Zitierlink: https://hdl.handle.net/21.11116/0000-000A-1100-2

Zusammenfassung

Hematopoietic stem cells (HSCs) rely on complex regulatory networks to preserve stemness. Due to the scarcity
of HSCs, technical challenges have limited our insights into the interplay between metabolites, transcription,
and the epigenome. In this study, we generated low-input metabolomics, transcriptomics, chromatin accessibility, and chromatin immunoprecipitation data, revealing distinctmetabolic hubs that are enriched in HSCs and
their downstream multipotent progenitors. Mechanistically, we uncover a non-classical retinoic acid (RA)

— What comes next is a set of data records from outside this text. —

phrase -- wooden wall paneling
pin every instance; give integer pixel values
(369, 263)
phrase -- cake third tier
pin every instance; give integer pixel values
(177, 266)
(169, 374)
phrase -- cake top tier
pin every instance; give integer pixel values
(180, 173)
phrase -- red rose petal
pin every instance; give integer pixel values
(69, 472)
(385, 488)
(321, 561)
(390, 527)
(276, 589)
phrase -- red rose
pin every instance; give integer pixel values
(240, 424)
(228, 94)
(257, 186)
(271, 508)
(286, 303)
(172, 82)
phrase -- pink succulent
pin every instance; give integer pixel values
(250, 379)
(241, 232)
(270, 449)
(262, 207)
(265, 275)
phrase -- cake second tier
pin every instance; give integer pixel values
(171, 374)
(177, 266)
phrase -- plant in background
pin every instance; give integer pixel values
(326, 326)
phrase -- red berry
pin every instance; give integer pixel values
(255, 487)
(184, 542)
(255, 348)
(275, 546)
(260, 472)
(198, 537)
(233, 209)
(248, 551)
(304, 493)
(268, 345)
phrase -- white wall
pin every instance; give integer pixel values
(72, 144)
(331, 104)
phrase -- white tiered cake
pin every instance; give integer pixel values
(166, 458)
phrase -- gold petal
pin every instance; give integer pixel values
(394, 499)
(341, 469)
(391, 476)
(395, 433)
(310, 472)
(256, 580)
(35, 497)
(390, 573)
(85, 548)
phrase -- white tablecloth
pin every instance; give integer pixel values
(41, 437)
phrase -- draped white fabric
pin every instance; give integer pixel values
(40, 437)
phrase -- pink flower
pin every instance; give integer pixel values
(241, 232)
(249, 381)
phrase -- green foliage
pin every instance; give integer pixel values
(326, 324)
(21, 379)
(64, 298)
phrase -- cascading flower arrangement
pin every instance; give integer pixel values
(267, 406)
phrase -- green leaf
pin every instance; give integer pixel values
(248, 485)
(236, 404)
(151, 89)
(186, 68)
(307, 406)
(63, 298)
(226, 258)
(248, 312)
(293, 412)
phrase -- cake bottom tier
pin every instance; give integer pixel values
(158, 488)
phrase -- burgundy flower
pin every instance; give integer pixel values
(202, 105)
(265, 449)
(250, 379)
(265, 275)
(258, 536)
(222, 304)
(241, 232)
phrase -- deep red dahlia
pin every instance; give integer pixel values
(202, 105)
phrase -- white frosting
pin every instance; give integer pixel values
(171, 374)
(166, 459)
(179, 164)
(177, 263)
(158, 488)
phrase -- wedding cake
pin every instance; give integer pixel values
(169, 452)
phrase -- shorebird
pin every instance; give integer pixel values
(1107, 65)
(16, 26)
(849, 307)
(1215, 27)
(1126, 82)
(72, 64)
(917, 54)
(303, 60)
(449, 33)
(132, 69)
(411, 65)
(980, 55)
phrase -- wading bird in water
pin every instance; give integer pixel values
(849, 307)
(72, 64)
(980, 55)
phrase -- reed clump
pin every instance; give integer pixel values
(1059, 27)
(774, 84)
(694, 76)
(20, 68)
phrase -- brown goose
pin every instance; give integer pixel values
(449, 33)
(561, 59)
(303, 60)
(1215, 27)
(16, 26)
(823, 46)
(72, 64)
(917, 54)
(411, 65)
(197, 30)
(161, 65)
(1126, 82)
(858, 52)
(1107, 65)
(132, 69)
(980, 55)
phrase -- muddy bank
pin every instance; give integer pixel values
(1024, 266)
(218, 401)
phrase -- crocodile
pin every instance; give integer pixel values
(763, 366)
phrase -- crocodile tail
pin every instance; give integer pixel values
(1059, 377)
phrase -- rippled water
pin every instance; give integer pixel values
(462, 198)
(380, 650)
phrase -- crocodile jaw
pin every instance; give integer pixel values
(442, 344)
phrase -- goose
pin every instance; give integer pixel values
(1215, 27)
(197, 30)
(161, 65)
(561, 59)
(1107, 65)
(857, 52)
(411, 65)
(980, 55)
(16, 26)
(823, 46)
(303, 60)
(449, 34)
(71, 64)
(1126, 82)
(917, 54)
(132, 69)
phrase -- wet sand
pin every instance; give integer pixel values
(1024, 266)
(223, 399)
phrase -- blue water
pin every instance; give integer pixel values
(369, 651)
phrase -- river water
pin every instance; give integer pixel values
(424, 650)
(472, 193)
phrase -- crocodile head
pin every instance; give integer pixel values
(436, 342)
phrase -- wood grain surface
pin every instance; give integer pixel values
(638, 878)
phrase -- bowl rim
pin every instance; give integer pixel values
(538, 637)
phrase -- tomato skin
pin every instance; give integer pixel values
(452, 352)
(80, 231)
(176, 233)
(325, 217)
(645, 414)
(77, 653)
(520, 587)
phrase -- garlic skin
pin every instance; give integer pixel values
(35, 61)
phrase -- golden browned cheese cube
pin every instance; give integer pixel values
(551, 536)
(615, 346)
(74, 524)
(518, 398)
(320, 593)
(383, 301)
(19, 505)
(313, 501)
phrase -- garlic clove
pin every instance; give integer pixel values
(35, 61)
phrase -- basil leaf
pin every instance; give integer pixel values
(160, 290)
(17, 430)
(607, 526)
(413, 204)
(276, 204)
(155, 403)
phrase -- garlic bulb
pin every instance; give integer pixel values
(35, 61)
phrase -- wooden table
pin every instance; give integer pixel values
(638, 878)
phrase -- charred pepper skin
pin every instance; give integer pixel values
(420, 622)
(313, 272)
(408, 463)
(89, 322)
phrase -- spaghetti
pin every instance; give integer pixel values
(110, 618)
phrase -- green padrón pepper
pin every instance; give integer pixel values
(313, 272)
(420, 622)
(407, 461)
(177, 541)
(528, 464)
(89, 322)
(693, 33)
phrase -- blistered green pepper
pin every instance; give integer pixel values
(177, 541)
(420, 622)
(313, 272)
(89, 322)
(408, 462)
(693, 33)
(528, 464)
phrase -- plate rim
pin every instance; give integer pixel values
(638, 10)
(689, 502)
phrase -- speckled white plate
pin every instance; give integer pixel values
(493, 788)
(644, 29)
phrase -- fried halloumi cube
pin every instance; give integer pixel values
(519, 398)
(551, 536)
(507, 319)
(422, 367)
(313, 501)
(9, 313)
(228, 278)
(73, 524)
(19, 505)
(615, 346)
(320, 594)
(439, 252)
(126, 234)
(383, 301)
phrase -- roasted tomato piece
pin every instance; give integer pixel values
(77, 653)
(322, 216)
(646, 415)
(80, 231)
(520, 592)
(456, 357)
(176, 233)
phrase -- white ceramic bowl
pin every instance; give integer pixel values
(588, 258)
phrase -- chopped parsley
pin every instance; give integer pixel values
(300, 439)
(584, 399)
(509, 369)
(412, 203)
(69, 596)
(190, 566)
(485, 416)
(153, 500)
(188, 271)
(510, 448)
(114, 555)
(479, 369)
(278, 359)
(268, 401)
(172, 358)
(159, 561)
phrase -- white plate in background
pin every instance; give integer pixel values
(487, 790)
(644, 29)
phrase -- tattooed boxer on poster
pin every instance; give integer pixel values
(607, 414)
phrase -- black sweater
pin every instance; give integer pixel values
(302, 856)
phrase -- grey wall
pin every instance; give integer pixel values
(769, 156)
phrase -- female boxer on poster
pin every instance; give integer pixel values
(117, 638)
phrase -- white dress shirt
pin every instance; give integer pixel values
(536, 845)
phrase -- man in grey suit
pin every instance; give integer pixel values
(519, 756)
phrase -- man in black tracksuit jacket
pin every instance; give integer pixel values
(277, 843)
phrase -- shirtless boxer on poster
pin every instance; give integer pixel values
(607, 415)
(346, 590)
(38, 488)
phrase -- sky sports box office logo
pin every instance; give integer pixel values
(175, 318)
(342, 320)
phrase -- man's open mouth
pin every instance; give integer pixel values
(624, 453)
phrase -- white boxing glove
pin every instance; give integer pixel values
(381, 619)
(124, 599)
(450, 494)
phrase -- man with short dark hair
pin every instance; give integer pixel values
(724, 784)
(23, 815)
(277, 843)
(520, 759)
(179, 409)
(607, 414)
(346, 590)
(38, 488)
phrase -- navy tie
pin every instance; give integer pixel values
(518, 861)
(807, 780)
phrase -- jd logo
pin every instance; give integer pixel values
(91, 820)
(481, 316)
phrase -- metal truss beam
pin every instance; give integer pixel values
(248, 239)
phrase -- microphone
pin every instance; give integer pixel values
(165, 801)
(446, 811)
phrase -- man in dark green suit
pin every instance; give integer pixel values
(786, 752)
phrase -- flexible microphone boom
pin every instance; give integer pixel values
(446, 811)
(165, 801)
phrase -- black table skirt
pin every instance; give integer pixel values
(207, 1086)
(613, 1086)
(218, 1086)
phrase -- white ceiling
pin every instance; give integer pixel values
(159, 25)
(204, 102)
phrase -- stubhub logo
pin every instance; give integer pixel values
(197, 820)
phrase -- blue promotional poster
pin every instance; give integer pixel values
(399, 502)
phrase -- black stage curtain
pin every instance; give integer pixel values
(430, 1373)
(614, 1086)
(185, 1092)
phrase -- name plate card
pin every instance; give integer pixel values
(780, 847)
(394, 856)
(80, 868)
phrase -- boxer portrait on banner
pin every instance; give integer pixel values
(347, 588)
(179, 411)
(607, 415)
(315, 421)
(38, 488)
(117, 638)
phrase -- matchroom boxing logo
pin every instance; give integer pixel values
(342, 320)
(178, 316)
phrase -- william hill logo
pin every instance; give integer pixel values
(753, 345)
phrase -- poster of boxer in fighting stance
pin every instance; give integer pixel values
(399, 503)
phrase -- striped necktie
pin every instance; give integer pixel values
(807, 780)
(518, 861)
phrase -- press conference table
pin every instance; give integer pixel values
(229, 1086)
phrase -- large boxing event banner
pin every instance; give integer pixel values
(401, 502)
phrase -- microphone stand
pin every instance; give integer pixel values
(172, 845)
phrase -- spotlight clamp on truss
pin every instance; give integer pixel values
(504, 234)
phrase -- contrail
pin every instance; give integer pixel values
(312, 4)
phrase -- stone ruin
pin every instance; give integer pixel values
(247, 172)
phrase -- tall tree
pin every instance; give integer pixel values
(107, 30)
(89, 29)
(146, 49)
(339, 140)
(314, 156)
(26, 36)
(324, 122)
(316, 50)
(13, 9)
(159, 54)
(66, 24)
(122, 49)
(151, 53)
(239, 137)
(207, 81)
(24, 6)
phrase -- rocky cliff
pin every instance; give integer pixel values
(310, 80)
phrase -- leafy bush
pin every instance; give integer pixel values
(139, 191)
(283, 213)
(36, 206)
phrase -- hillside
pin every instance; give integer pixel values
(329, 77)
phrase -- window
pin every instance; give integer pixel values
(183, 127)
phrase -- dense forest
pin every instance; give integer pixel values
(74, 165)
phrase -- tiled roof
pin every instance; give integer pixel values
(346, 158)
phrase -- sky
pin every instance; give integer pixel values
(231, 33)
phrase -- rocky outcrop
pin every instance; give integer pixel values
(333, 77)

signaling axis that regulates HSC function. We show that HSCs rely on Cyp26b1, an enzyme conventionally
considered to limit RA effects in the cell. In contrast to the traditional view, we demonstrate that Cyp26b1 is
indispensable for production of the active metabolite 4-oxo-RA. Further, RA receptor beta (Rarb) is required
for complete transmission of 4-oxo-RA-mediated signaling to maintain stem cells. Our findings emphasize
that a single metabolite controls stem cell fate by instructing epigenetic and transcriptional attributes.